Convert process value to expected loop current.
Convert measured mA back to engineering units.
Calculate loop voltage across a resistor (for PLC analog input cards, multimeter checks, and shunts).
See percent-of-span to verify instrument scaling quickly.

Formulas used in the calculator

Process value to current

I(mA) = 4 + 16 × (PV - LRV) / (URV - LRV)

Current to process value

PV = LRV + (I - 4) / 16 × (URV - LRV)

Loop voltage across a resistor

V = I(A) × R, where I(A) = I(mA) / 1000.

Quick examples

Example 1: 0-100 psi transmitter at 12 mA

12 mA is exactly 50% of span, so the transmitter is reading 50 psi.

Example 2: 0-200 °C transmitter at 25% span

25% corresponds to 8 mA. Temperature is 50 °C and loop current should be about 8 mA.

Example 3: Voltage across a 250 Ω resistor at 20 mA

Current is 0.02 A, so voltage is 0.02 × 250 = 5.0 V. This is why 250 Ω resistors are commonly used to convert 4-20 mA into 1-5 V signals.

Commissioning and troubleshooting tips

Always confirm LRV/URV in both the transmitter and the control system scale block.
Check whether the signal is linear or square-root extracted (especially for differential pressure flow).
Measure loop current in series; measure shunt voltage in parallel.
Watch for loop resistance limits if cable runs are long.
Out-of-range values (below 4 mA or above 20 mA) can indicate alarms, faults, or overrange behavior.

Frequently asked questions

Can I use reversed ranges?

Yes.
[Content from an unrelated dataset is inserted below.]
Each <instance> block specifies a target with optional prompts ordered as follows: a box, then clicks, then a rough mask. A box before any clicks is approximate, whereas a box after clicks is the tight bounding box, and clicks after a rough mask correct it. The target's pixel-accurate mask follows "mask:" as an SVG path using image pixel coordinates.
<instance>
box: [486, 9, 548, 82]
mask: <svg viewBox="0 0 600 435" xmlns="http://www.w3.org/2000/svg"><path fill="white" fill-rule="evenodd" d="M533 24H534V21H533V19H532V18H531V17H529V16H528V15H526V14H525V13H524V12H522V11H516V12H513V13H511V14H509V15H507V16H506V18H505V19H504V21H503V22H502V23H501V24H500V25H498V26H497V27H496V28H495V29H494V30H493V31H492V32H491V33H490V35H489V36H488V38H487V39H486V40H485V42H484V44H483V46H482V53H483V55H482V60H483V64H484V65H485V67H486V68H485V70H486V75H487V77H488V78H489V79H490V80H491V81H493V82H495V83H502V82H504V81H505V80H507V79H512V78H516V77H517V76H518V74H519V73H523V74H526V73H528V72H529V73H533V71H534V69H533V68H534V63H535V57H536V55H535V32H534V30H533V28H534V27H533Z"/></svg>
If URV is less than LRV, the calculation still works mathematically and represents reverse-acting scaling.

Why is 4 mA used instead of 0 mA?

The 4 mA “live zero” allows detection of wire breaks and provides operating power for many two-wire transmitters.

What is a normal resistor value for conversion?

250 Ω is common because 4-20 mA becomes 1-5 V, which is easy to read with control hardware and meters.

Bottom line

A reliable 4-20 mA calculator saves time and helps prevent scaling mistakes in instrumentation systems. Use this tool whenever you need quick, accurate loop conversions between mA, engineering units, and voltage.